By default, JVM-internal classes and Java as well as Kotlin standard library classes are not instrumented, so these do not need to be excluded manually.

### Trace instrumentation

The agent adds additional hooks for tracing compares, integer divisions, switch statements and array indices.
These hooks correspond to [clang's data flow hooks](https://clang.llvm.org/docs/SanitizerCoverage.html#tracing-data-flow).
The particular instrumentation types to apply can be specified using the `--trace` flag, which accepts the following values:

* `cov`: AFL-style edge coverage
* `cmp`: compares (int, long, String) and switch cases
* `div`: divisors in integer divisions
* `gep`: constant array indexes
* `indir`: call through `Method#invoke`
* `all`: shorthand to apply all available instrumentations (except `gep`)

Multiple instrumentation types can be combined with a colon (Linux, macOS) or a semicolon (Windows).

### Value profile

The run-time flag `-use_value_profile=1` enables [libFuzzer's value profiling mode](https://llvm.org/docs/LibFuzzer.html#value-profile).
When running with this flag, the feedback about compares and constants received from Jazzer's trace instrumentation is associated with the particular bytecode location and used to provide additional coverage instrumentation.
See [ExampleValueProfileFuzzer.java](../examples/src/main/java/com/example/ExampleValueProfileFuzzer.java) for a fuzz target that would be very hard to fuzz without value profile.

### Custom hooks

In order to obtain information about data passed into functions such as `String.equals` or `String.startsWith`, Jazzer hooks invocations to these methods.
This functionality is also available to fuzz targets, where it can be used to implement custom sanitizers or stub out methods that block the fuzzer from progressing (e.g. checksum verifications or random number generation).
See [ExampleFuzzerHooks.java](../examples/src/main/java/com/example/ExampleFuzzerHooks.java) for an example of such a hook.
An example for a sanitizer can be found in [ExamplePathTraversalFuzzerHooks.java](../examples/src/main/java/com/example/ExamplePathTraversalFuzzerHooks.java).
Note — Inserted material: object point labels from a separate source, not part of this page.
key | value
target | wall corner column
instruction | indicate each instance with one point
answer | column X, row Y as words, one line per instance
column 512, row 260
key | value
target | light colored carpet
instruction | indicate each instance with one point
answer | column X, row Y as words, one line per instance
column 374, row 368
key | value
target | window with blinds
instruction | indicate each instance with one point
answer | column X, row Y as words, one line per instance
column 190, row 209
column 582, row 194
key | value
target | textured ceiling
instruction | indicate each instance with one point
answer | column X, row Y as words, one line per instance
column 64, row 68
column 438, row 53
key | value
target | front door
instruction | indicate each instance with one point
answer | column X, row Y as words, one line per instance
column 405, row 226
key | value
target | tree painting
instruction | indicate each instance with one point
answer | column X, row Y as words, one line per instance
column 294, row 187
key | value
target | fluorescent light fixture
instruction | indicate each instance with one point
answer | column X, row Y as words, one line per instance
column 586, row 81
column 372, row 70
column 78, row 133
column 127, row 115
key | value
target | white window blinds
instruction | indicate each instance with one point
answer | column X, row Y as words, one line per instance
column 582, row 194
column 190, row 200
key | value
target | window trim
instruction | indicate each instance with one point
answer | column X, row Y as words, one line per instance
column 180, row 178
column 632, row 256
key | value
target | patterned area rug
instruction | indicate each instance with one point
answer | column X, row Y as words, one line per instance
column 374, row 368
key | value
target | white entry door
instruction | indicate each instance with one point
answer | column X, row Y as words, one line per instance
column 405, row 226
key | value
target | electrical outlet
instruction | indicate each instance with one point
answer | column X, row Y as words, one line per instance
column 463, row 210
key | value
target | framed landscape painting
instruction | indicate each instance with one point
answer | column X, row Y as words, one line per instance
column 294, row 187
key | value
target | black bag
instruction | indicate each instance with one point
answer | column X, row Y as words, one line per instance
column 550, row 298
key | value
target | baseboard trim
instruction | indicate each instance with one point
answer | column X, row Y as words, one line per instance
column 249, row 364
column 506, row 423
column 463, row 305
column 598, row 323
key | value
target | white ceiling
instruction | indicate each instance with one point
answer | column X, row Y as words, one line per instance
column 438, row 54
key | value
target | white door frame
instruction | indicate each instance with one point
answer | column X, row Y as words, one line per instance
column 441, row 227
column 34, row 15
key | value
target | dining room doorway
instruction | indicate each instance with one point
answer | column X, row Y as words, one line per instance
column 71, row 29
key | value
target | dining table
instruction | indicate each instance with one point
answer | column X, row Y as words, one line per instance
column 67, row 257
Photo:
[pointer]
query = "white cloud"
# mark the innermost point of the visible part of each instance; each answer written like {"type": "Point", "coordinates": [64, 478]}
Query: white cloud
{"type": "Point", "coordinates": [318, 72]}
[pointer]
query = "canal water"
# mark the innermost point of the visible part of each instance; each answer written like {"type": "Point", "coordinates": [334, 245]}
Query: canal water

Method hooks can be declared using the `@MethodHook` annotation defined in the `com.code_intelligence.jazzer.api` package, which is contained in `jazzer_standalone.jar` (binary release) or in the Maven artifact [`com.code-intelligence:jazzer-api`](https://search.maven.org/search?q=g:com.code-intelligence%20a:jazzer-api).
See the [javadocs of the `@MethodHook` API](https://codeintelligencetesting.github.io/jazzer-docs/jazzer-api/com/code_intelligence/jazzer/api/MethodHook.html) for more details.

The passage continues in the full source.